Episode 6: Amara Tabor-Smith

Learn more about Amara here.

For more extras, click here!


 

Transcription

Extra I:

What's going through my head is you know... Audre Lorde’s, you can't dismantle the Master's house using the Master's tools right? But we got to know what those tools are and we're not clear, and we all live in the Master's house. So like how do we get clear about you know, what dismantling this house looks like and not be using the Master's tools of the urgency of time, of like, it's got to happen today, which is you know, what capitalism is based on is, it’s like, you know, you got to have method, you got to do it now! But like, oh no, the long haul, how are we invested in long haul of.. you know, of shifting this.

Extra II:

I think it's absolutely helped. The Bay Area, geographically, is not small. But I think it's smaller than New York when we think of like, an, you know, an arts community, but I have relationships.

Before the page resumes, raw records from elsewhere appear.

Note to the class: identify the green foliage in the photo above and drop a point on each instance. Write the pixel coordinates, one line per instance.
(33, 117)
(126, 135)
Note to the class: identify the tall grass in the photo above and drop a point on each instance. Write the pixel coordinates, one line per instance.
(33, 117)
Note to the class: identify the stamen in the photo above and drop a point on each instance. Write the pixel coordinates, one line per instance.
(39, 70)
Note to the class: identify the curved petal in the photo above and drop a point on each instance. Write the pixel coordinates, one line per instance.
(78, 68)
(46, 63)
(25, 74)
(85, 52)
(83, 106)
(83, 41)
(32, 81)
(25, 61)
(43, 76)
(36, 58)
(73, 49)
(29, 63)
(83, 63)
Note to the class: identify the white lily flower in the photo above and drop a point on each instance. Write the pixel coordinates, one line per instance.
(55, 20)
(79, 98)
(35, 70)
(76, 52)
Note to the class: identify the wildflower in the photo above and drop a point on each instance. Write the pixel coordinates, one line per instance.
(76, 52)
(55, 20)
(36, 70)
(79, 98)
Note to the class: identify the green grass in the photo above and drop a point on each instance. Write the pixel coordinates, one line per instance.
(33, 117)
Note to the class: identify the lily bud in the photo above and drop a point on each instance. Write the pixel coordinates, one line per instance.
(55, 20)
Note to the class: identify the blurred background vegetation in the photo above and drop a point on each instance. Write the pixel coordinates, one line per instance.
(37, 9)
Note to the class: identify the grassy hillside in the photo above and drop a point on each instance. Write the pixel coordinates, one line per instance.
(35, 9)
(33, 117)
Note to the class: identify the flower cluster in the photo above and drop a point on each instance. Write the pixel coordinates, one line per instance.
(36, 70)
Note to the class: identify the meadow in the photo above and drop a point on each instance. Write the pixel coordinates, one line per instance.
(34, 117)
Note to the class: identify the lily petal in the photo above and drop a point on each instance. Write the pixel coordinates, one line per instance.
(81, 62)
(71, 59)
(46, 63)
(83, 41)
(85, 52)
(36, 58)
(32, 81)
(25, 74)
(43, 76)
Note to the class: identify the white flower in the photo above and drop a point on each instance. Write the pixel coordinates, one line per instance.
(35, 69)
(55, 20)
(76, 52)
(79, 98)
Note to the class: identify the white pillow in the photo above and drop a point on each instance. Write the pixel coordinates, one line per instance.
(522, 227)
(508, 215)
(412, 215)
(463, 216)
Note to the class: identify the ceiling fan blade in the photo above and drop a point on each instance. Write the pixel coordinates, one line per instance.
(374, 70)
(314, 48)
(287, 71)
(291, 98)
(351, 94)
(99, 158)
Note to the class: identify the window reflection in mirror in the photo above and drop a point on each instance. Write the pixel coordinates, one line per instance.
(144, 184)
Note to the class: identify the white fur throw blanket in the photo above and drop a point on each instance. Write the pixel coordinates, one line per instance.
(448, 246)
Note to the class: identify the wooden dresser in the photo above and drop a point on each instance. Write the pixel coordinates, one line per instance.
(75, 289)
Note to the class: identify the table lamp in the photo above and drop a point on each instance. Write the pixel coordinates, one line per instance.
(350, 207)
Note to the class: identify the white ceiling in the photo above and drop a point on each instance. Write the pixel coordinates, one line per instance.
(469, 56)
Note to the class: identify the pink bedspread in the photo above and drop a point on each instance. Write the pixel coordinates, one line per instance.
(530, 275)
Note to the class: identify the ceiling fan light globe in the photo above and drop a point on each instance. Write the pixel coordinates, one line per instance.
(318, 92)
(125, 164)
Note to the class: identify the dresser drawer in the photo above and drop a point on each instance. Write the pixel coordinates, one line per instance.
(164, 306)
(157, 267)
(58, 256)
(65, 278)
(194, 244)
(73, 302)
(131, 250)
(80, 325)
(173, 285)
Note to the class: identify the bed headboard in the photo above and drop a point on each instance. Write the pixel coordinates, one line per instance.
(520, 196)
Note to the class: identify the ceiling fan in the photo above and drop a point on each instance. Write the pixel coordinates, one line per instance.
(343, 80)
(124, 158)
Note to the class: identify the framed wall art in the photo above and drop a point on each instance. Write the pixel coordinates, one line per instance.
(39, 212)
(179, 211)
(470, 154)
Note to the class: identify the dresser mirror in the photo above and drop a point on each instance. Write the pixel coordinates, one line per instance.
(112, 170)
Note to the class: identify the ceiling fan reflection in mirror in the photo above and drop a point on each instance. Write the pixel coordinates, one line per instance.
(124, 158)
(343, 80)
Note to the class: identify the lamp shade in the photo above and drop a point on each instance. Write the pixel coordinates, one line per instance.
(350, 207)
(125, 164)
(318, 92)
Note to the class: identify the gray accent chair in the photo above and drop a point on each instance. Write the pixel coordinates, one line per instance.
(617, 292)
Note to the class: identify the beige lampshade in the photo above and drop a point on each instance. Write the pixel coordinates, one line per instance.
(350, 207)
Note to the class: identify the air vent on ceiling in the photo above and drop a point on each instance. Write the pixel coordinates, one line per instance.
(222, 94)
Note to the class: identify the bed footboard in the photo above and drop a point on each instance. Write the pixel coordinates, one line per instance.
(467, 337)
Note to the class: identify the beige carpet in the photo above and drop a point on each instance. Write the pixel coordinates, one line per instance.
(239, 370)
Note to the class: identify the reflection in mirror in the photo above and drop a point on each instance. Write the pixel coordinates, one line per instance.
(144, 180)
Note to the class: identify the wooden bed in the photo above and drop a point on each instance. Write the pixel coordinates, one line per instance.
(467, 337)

And that... really that's the other thing that we don't talk about is like the value of cultivating relationships, relationships with people who are funders who come to your work, who you actually are in conversation with, and people that are gonna end up sitting on panels, who know you, so that, you know, in a room, like, sometimes, what shifts even whether somebody gets something or not, is not necessarily based on what's on the paper, but like, oh, no, I know this person's work. I know what they do. So this is where you have advocates who can testify to what you do. So it's not, we're not just, you know, we got to look at their budget, and we got to look at their outline their project and all this, but then, like, the relationships. The thing that keeps me here is that, you know, is the fact that I have relationships with people. People don't know who I am, they know me, you know what I mean? And that's really different. Nationally, people might start to know my name, but they don't know me. And I live in a community where people know me, and they're not all artists. They're, you know, they're all kinds of people. And that means a lot to me, so I think it's really helped.